I couldn't find anything on these points. The second one seems completely unbelievable while also being at odds with the first claim.

What are you referring to?

The last official youth employment hit over 20% before China stopped publishing the figure.

https://www.reuters.com/world/china/china-stop-releasing-you...

Basically there is a trend of overeducation; China is producing millions more university graduates than it needs, without enough white collar jobs, and at the same time there are a lot of job openings in much more poorly paid factory work. This is not unique in East Asia, South Korea also has a lot of youth unemployment for similar reasons. https://keia.org/the-peninsula/low-youth-employment-in-korea...
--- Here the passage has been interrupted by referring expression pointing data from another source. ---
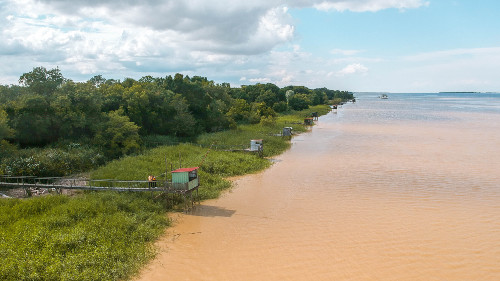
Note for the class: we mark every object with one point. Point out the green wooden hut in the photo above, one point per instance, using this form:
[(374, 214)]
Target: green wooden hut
[(185, 178)]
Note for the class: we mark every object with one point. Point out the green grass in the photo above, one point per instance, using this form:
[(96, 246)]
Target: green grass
[(98, 236), (109, 235)]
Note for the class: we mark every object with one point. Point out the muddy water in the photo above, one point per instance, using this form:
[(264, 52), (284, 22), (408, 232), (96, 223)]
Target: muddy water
[(398, 189)]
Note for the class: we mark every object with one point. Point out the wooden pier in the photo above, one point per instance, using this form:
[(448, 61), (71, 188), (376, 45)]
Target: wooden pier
[(31, 184)]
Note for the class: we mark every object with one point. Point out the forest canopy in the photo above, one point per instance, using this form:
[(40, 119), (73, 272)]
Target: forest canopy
[(113, 117)]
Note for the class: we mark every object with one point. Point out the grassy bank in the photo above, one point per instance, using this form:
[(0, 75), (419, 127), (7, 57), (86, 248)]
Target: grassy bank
[(109, 235)]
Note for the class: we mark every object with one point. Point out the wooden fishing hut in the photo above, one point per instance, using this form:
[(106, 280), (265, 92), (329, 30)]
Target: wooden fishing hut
[(184, 182), (256, 145), (314, 115), (185, 179), (287, 131)]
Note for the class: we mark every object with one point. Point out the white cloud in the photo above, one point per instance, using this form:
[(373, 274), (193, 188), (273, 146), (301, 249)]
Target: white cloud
[(352, 69), (345, 52), (131, 38), (369, 5)]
Also, China is currently suffering from deflation because it produces many more goods than it can consume or export, and wages are also being cut.

It's typically on Chinese social media apps, and when they get popular they get taken down immediately by the government

here are some remnants in non-chinese websites.

http://www.xinhuanet.com/fortune/2023-06/26/c_1129716071.htm

https://botanwang.com/articles/202308/%E4%B8%AD%E5%9B%BD%E5%...

https://www.voachinese.com/a/more-chinese-white-collar-worke...

if you want to verify secondary effects: Retail sales of passenger cars in China declined to 1.095 million units, down 21% from a year earlier and 46% from January. https://www.wsj.com/business/autos/chinas-vehicle-sales-drop.... A decline of real estate development investment widened to 9.5% in the first quarter from 9% in the first two months https://www.bloomberg.com/news/articles/2024-04-16/china-hom... Stingy Chinese shoppers are returning their goods, erasing up to 75% of their sales value.https://fortune.com/asia/2024/04/17/luxury-brands-new-headac...

Popping the residential real estate investment bubble was probably the root cause behind the collapse in sales of cars, luxury goods, and other consumer products. A lot of consumers who had made highly leveraged investments on unoccupied apartments in "ghost cities" were sitting on significant paper wealth for a few years and felt comfortable spending money. Now that has largely evaporated.
Last time I tracked this closely: https://www.reuters.com/article/idUSL4N3960Z5/
> lack of jobs/opportunity for young people.

> there's a societal trend to not hire people over the age of 30-35 in China

Did you mean "under" or is it more complicated than "young people"?